« Enfants de cuba », ou encore « Enfants de Sankara », les diplômés burkinabè formés à Cuba ne cessent d’interpeller les autorités burkinabè sur leurs difficultés d’intégration professionnelle depuis leurs retours au bercail. Au lendemain de la signature de l’accord sur la reconnaissance réciproque des études, des titres et diplômes de l’enseignement supérieur entre Cuba et le Burkina Faso, nous avons rencontré Boureima Kabré, un ancien étudiant formé au pays de Fidel Castro. Professeur en fabrication mécanique dans un lycée technique de la capitale, M. Kabré nous raconte l’histoire du contingent des 600 élèves envoyés en république de Cuba en 1986. Il nous livre aussi sa lecture de cette reconnaissance longtemps attendue des diplômes.
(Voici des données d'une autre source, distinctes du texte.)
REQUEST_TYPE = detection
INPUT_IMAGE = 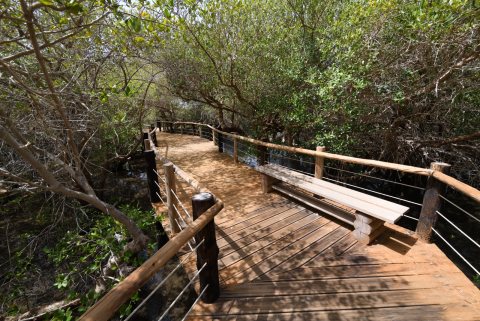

Lefaso.net : Présentez –vous à nos lecteurs
Boureima Kabré : Je suis ingénieur de conception mécanique formé à Cuba. Professeur en fabrication mécanique au lycée professionnel régional du Centre depuis 2001. Je fais partie du contingent des 600 élèves Burkinabè formés à Cuba et secrétaire à la communication et à l’information de l’Association de solidarité et d’amitié Burkina Faso-Cuba /América Latina (ASAC-BF /AL).
Lefaso.net : Justement en 1986, un contingent de 600 élèves burkinabè a été envoyé à Cuba pour être formé dans différentes disciplines dans le cadre de la coopération. Comment vous vous êtes retrouvé à Cuba et quel souvenir gardez-vous de votre séjour ?
B .k : A l’époque, j’étais en classe de CM2. Notre maître nous a informés qu’il y avait une bourse d’études pour Cuba. La sélection était faite sur concours mais le président Thomas Sankara a préféré annuler le concours qui avait eu lieu en son temps pour privilégier les orphelins ou les enfants issus de familles défavorisées.
C’est ainsi que je me suis retrouvé dans ce lot. Nous avons été envoyés par groupes de 150 élèves au cours du mois de septembre de l’année 1986. Nous nous sommes retrouvés sur une île où nous avons d’abord appris la langue pendant 6 mois, avant de poursuivre les études en classe de 6ème jusqu’en classe de 3ème pour le Brevet d’études du premier cycle (BEPC).
Après l’obtention du BEPC en 1990, nous avons été orientés, les profils étant imposés par le Burkina selon les besoins du pays. L’objectif était de développer les techniques industrielles du pays.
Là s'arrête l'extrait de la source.